Asymptotic Freedom of Elastic Strings and Barriers

TL;DR

This paper demonstrates that a quantized elastic string constrained by an impenetrable wall exhibits asymptotic freedom, with the mass gap behavior confirmed through nonperturbative, perturbative, and 1/N expansion methods, aligning with the O(N) sigma model.

Contribution

It provides a nonperturbative proof of asymptotic freedom for elastic strings with barriers, clarifying disputed scaling behavior and connecting to the O(N) sigma model in the large N limit.

Findings

Theories are asymptotically free for N ≥ 1.

Perturbation theory and 1/N expansion confirm asymptotic freedom.

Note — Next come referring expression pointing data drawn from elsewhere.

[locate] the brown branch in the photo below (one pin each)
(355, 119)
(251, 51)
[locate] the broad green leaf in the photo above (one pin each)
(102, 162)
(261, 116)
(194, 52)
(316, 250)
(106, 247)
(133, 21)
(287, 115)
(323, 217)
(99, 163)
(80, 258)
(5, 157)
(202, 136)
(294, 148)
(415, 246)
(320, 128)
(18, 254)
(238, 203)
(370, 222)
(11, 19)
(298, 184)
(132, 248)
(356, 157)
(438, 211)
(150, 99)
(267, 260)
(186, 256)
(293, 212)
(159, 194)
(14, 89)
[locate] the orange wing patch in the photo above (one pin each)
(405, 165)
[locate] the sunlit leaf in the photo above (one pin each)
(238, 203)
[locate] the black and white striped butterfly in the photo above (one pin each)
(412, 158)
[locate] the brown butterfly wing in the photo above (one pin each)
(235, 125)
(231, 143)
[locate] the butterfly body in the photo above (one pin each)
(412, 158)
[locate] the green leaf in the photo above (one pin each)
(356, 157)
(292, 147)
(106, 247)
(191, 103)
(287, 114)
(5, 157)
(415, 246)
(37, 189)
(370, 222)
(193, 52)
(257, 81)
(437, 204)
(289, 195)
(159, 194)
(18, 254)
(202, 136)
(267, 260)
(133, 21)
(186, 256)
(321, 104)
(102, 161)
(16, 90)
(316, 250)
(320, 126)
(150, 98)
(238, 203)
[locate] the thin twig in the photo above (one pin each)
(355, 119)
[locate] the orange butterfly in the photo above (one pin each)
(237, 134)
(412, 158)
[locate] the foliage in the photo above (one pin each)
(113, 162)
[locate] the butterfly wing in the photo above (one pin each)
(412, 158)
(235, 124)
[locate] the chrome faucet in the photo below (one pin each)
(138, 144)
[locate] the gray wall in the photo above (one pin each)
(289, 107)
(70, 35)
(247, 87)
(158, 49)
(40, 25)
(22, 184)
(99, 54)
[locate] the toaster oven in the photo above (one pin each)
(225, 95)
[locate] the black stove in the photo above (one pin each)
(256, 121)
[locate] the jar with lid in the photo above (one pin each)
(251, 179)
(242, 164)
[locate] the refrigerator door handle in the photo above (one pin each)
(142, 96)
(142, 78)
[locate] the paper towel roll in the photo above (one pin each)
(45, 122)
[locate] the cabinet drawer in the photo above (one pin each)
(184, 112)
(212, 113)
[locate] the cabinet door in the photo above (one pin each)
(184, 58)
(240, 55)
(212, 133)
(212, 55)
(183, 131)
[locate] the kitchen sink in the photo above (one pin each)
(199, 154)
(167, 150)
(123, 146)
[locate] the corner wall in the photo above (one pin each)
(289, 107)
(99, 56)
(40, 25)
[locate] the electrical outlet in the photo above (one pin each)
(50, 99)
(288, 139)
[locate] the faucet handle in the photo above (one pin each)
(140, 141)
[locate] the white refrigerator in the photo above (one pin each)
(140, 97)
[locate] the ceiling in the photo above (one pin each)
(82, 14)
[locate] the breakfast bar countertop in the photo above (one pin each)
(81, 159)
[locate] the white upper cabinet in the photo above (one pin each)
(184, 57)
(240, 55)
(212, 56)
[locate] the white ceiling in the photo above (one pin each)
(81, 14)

Large N limit matches the O(N) nonlinear sigma model.

Abstract

We study the problem of a quantized elastic string in the presence of an impenetrable wall. This is a two-dimensional field theory of an N-component real scalar field $\phi$ which becomes interacting through the restriction that the magnitude of $\phi$ is less than $\phi_{\rm max}$, for a spherical wall of radius $\phi_{\rm max}$. The N=1 case is a string vibrating in a plane between two straight walls. We review a simple nonperturbative argument that there is a gap in the spectrum, with asymptotically-free behavior in the coupling (which is the reciprocal of $\phi_{\rm max}$) for N greater than or equal to one. This scaling behavior of the mass gap has been disputed in some of the recent literature. We find, however, that perturbation theory and the 1/N expansion each confirms that these theories are asymptotically free. The large N limit coincides with that of the O(N) nonlinear sigma model. A theta parameter exists for the N=2 model, which describes a string confined to the interior of a cylinder of radius $\phi_{\rm max}$.